Мельничиха из Тихого Омута - страница 16
- Доиграетесь, - пообещал он с угрозой. – Решили из себя строить настоящую хозяйку? Не поздновато ли? Всем уже известно, что вы – две курицы, только и способные, что бестолково квохтать!
Больше всего хотелось обозвать его в ответ. Петухом, например. Он и в самом деле походил на жирного, обнаглевшего петуха. Но я решила не ругаться намертво, потому что покупатель из города существовал только в моем воображении. Кто знает – может, придется продавать мельницу именно этому мерзкому типу. И тогда он даже десятку пожалеет.
Но и бояться его не стоило. Или хотя бы стоило показать, что его никто не боится.
- Всего доброго, - послала я графского мельника. – Вон дыра в заборе – назад и с песней. Я сказала – месяц. А там - посмотрим.
- Посмотрим, посмотрим, - пообещал он и с кряхтеньем протиснулся обратно за изгородь. – Только когда будем смотреть, я десятки точно не дам. Восемь серебром – красная цена вашему хлеву!
- Там разберемся, у кого хлев, - крикнула я ему вслед, когда он, широко шагая и зло размахивая руками, двинулся к дороге, где стояла коляска, запряженная каурой лошадью.
- Ух ты, - услышала я за спиной и оглянулась.
Мамаша Жонкелия стояла с охапкой стираного белья и тоже смотрела вслед мельнику.
- С чего – «ух»? – спросила я, ещё не остыв от короткого, но динамичного разговора.
- «Ух» – потому что Эдит так точно не заговорила бы, - пояснила Жонкелия. – Настоящая Эдит заплакала бы. Может, жаловаться бы начала.
- Предлагаете мне плакать и жаловаться? – спросила я с вызовом.

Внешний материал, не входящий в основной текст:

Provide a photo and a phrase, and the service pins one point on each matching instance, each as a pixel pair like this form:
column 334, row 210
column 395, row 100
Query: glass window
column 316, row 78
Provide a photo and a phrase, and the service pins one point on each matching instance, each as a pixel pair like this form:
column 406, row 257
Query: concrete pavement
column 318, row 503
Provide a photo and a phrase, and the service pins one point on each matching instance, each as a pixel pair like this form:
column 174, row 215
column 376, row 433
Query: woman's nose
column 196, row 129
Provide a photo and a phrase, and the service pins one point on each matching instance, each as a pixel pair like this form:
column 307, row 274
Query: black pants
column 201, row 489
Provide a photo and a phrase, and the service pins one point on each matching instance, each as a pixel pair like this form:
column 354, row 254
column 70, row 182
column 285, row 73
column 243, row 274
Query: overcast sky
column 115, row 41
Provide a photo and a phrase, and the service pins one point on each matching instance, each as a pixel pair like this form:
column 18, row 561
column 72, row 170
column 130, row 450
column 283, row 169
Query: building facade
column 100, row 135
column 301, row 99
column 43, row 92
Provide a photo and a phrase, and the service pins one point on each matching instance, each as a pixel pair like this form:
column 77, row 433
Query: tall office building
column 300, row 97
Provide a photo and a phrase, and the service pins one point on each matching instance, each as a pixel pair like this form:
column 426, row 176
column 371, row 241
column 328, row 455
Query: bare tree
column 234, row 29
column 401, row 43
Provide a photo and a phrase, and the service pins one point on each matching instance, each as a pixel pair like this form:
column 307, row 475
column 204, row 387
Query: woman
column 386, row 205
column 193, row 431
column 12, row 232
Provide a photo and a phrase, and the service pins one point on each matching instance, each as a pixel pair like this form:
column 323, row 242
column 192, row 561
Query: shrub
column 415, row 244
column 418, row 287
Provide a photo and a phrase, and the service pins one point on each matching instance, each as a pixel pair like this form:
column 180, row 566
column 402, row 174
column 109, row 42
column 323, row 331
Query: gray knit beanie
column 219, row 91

- А это уж сама решай, - ответила она, поудобнее перехватывая белье и направляясь в дом. – Мне главное, чтобы Эдит была жива-здорова. И деньжонками разжиться, чтобы за аренду заплатить. За два месяца заплатим, значит, ещё три месяца у нас есть…
- Отчего же – за два месяца? – сказала я и снова уперла руки в бока. – Заплатим за один. А вторую монету пустим в дело. Как говорится – не надо зарывать серебряные таланты в землю.
Жонкелия чуть не выронила только что стираное белье и посмотрела на меня подозрительно:
- Ты что это задумала? – спросила она, насупившись. – Заплатим за два месяца и сможем жить здесь до зимних праздников…
- Мамашенька, да мы тут через месяц ноги протянем от голода и холода, - я ополоснула руки в бочке, стоявшей под стрехой, подошла к старухе и забрала белье. – И где вы потом собираетесь брать деньги, чтобы заплатить вашему графу? Снова будете клянчить у судьи? Лучше бы вышли за него замуж – и клянчите себе на законных основаниях.
- Вот сама и выходи, - огрызнулась Жонкелия. – А деньги пойдут за аренду. И хватит мять стираное! Сложи его уже куда-нибудь.
- Обязательно сложу, - пообещала я ей. – Но аренду мы оплатим за один месяц. А завтра вы поведете меня в лавку, на ярмарку – что тут у вас есть. Мне надо посмотреть ваши цены и сделать покупки.
- Покупки?! – её чуть не хватил удар. – Ты спятила? Какие покупки, если у тебя денег – мышь наплакала?
- Узко мыслите, - поругала я её. – У нас тут золотое дно, а мы на муку намолоть не можем. Завтра надо посмотреть, что с колесом. Позовем плотников…
Она посмотрела на меня как-то странно и фыркнула:
- Ну, зови.
В этот вечер я засыпала на неудобном тощем матрасе, укрывшись лоскутным одеялом, которое было мне коротко и приходилось сворачиваться клубочком, чтобы пятки не мерзли, а под головой у меня была подушка, набитая сеном и ветошью. Пусть белье было выстирано, оно все равно хранило чужой запах, а я с непривычки вздрагивала всякий раз, когда задевала шершавыми руками за щеку или плечо.